There’s no getting around the fact that the original film “Black Panther” was a smash hit when released in 2018, earning $1.3 billion across the world and earning numerous award nominations, including a Best Picture nomination at the Oscars. Four years later and the second installment “Black Panther: Wakanda Forever,” which opened globally Nov. 11, has dived headfirst into introducing us to a new world that’s hidden and as powerful as Wakanda.
Director Ryan Coogler’s “Black Panther: Wakanda Forever” opens with great respect being shown by the citizens of Wakanda for the death of King T’Challa (the late Chadwick Boseman). Meanwhile the world waits and plots because their nation is the most powerful nation on earth, because of its reserves of vibranium, native to their country, a purple-glowing metal that’s the source of its immense power.
The thirst for power consumes the nations of the world, especially America, and in act one, mercenaries break into Wakanda’s technological nerve center attempting to steal vibranium by bloody force. Naturally, they are stopped and captured and in a scene that highlights and perfectly reflects how the real world works. These. paid assassins (thieves) are dragged into the United Nations where King T’Challa’s mother, Ramonda (Angela Bassett), the queen of Wakanda, is cautioning the greedy world leaders and dressing them down for their (now) transparent lies.
The twist in the story is that there’s another nation that also has vibranium and the U.S., in secret, sends an exploratory vessel into the ocean and before they can report their findings to the world, the operatives are killed by the supernatural, otherworldly power of Talokan, an aquatic, ancient civilization (underwater ) that is ruled by Namor (Tenoch Huerta) known to his people as a god who can live in the water and who is able to fly because of the wings attached to his ankles.
M’Baku (Winston Duke), the sharped-tongue leader of the mountain tribe, tells the truth plainly saying: “His people do not call him general or king.

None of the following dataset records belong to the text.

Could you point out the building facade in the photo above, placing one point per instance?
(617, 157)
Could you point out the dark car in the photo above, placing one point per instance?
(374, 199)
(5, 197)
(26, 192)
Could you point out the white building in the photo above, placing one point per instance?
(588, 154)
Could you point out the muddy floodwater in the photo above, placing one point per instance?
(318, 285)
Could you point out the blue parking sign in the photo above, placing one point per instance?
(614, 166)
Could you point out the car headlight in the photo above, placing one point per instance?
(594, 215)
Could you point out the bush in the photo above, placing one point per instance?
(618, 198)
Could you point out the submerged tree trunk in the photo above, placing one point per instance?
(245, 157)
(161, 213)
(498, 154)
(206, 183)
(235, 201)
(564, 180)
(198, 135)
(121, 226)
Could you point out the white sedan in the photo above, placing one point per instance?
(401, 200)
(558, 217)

They call him K’ukulkan. The feather serpent god. Killing him will risk eternal war.”
Namor understands the motivation of the surface world much better than the Wakandans. In fact, he tries to warn them not to ever trust white people and he requests that the Talokans work with the Wakandans and extends an invitation to Shuri to help him burn the whole surface world.
The power of women pulsates in this second installment in a way that creeps into your very bones. The story’s focus is on Shuri as she tries to manage her deep grief, which is tinged with guilt for not being able to use her scientific abilities to save her brother. Coogler (smartly, and slyly) infuses the opposite side with woman power as well, casting comedic actress Julia Louis-Dreyfuss as the head of the CIA, who is many steps in front of her ex-husband, Agent Ross (Martin Freeman), and openly ruthless as a representation of today’s America.
The other role that hits home is the development of M’Baku—all hail to Hanuman, whose wise council is always delicately laced with wit.
What hits hardest is watching Africans and Mexicans fight each other when we all know (and this is history, not opinion) the real enemies are the white/European nations that think nothing of genocide and enslaving our people. So to watch the heroes of Wakanda fight for their lives against evenly matched opponents of color (blue hue, to be exact) is heart-breaking, but the masterful storytelling of Coogler saves the day and without sharing any spoilers, he shows the world clearly that he “understood the assignment.”
In “Black Panther: Wakanda Forever” Coogler teamed again with co-screenwriter Joe Robert Cole where the team expanded on key characters, layering their grief in the appropriate places and adding dynamic new characters that crack up the viewers’ imagination.
Coogler pulls of debuting a brand-new underwater empire that’s like experiencing a fever dream while still exploring the characters of Okoye (Danai Gurira), the head of Wakanda’s all-female special forces, War Dog Nakia (Lupita Nyong’o) and introducing us to Riri Williams (Dominique Thorne), an MIT prodigy, and the underwater Talokans’ warriors/protectors Attuma (Alex Livinalli) and Namora (Mabel Cadena) who are just as effective, motivated and fierce as the Dora Milaje.